Introduction. Adults with Ph-negative acute lymphoblastic leukemia (Ph- ALL) may not require allogeneic hematopoietic stem cell transplantation (alloHSCT) if they achieve negative measurable residual disease (MRD) after induction and consolidation therapy. However, it is unclear whether baseline genetic risk can more accurately identify patients (pts) who should receive chemotherapy (CHT) or alloHSCT. The aim of the PETHEMA LAL19 protocol (NCT04179929) was to evaluate the outcomes of pts assigned to differentiated post-induction therapy (CHT or alloHSCT) according to MRD levels and genetic features at diagnosis, both centrally assessed.

Methods. The pediatric-inspired PETHEMA LAL19 was a multicenter study conducted across 94 centers in Spain, enrolling newly diagnosed Ph-negative ALL pts, both T- and B-lineage. Pts with MRD <0.01% after induction 1 (Ind-1) and without high-risk (HR) genetics –defined here as standard-risk pts (SRp)- were allocated to receive blocks of consolidation CHT, reinduction and maintenance treatment. HR patients (HRp) were allocated to an AlloHSCT. HR genetics in B-ALL included: KMT2A rearrangement, hypodiploidy (<40 chromosomes) and age >35 years, homozygous TP53 mutations/deletions, or co-occurrence of IKZF1 and CDKN2A deletions. HR genetics in T-ALL included absence of NOTCH1/FBXW7 mutations and/or mutations in K/NRAS or PTEN. Early T-cell precursor (ETP) ALL pts received a separate treatment protocol and were not included in this analysis. Our aim was to perform a sub-analysis of the outcome of the SRp from the PETHEMA LAL19 trial.
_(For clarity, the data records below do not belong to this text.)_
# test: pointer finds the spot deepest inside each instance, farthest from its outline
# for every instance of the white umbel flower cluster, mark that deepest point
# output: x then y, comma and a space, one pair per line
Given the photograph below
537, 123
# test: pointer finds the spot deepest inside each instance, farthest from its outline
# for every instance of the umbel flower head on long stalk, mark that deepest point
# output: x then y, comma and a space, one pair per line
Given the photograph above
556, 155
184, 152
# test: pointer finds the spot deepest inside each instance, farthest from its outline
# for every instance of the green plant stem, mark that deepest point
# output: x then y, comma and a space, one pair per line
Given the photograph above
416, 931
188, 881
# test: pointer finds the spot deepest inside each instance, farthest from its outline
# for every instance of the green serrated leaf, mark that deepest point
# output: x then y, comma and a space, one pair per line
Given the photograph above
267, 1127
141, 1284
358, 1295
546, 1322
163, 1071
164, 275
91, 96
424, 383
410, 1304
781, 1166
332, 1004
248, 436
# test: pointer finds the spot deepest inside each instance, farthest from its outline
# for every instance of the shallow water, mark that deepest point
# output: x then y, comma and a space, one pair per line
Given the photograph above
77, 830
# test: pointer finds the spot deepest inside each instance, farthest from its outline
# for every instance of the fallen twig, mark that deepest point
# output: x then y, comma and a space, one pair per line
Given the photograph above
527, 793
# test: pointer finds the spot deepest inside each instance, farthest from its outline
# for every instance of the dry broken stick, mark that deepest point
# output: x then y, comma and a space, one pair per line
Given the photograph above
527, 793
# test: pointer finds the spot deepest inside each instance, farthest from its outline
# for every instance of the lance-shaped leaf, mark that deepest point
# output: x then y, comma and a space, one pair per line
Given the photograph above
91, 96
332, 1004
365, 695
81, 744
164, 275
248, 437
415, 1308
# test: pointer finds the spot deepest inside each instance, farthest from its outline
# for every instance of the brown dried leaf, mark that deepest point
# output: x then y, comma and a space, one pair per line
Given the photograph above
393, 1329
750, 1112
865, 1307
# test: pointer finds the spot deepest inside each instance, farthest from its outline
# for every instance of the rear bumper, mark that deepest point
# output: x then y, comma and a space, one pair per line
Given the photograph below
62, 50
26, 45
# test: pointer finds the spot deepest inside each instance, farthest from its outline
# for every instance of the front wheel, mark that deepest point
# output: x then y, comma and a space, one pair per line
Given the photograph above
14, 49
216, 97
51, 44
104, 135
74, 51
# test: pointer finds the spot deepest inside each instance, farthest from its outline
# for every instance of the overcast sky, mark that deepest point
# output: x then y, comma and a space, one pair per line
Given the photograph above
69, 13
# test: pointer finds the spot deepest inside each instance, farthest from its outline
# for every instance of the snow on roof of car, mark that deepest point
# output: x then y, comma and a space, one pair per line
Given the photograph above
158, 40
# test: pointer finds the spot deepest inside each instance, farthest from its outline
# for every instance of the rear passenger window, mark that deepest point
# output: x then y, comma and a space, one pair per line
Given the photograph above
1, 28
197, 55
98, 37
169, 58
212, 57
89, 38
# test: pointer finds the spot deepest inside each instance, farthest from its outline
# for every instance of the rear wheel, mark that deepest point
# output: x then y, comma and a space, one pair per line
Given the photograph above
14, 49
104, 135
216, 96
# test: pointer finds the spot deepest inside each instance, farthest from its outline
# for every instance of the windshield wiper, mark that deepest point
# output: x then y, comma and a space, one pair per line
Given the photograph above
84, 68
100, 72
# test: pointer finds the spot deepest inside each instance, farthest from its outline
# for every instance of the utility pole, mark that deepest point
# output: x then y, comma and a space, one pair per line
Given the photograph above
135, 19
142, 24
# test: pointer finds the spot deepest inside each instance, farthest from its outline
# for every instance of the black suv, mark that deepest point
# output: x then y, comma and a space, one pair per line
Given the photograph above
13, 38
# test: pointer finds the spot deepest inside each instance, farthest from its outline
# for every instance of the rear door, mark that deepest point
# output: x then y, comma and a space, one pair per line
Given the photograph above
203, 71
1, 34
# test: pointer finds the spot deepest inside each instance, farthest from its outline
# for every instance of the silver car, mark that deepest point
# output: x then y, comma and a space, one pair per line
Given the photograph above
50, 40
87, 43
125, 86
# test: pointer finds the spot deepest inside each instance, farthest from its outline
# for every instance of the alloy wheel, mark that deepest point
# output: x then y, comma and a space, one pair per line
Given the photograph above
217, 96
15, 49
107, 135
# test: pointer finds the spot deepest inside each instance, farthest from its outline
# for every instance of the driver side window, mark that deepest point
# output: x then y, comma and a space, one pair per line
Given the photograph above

Results. Between December 2019 and August 2024, 413 eligible pts were enrolled. 13 pts died in induction-1, and 48 pts had no genetic information available. From this genetically evaluable population, 109/352 pts (31%) were SRp and 243/352 pts (69%) HRp. Median age was 35 years (range, 18-60), 54% male and 82% were B-ALL. Comparing the SRp vs. the remaining pts (n=243), SRp were younger (35 vs. 40 years), had lower WBC (11.3x10e9/L vs. 14.8x10e9/L), lower proportion of pro-B phenotypes and had higher proportion of high hyperdiploid, t(1;19)/TCF3::PBX1 and PAX5 P80R subtypes. No differences were observed in the distribution of immunophenotypically defined T-ALL subgroups. Interestingly, the SRp had a higher proportion of MRD<0.01% at day +14 (mid Ind-1) compared with HR pts, 46% vs. 18% (p<0.001), respectively.

By intention to treat, the 3-year overall survival (OS) comparing the SRp vs. the remaining pts were 81% (95%CI, 70-89%) vs. 54% (46-62%) (p<0.001), and the cumulative incidence of relapse (CIR) were 32% (22-42%) vs. 46% (38-54%), respectively (p=0.028).

Within the SRp, we studied the pts with sustained MRD negativity beyond induction therapy. These were pts with deeper MRD negativity (<0.001%) after early consolidation and reinduction CHT, defined in this study as very good-risk pts (VGRp) (n=70/109, 64.2%). Those VGRp were younger (29.5 vs 40 years), had less frequency of hyperleukocytosis (WBC>100x10e9/L), and were enriched with favorable genetic profile (high hyperdiploid, t(1;19)/TCF3::PBX1 and PAX5 P80R) compared with the remaining pts. The 3-year OS of this VGRp subgroup was 89% and their 3-year CIR was 19% with CHT only. Of them, 12 pts relapsed at a median time of 1.22 years (range, 0.5 to 2.44 years). No significant differences were found in relapsed vs. non-relapsed patients in age, gender, WBC, phenotype or CNS involvement, but this group had a trend towards a lower proportion of pts with MRD<0.01% at day +14 of Ind-1 vs. the VGRp who did not relapsed (18% vs. 51%, respectively, p=0.091). According to genetics, the VGRp had a higher proportion of good risk genetic profiles.

Conclusion. Pts with SR genetics and good MRD clearance had an excellent prognosis without the need of alloHSCT. They are mainly enriched with younger pts, lower WBC count and early achievement of MRD negativity compared with the remaining. Despite these favorable characteristics, there is still a significant risk of relapse.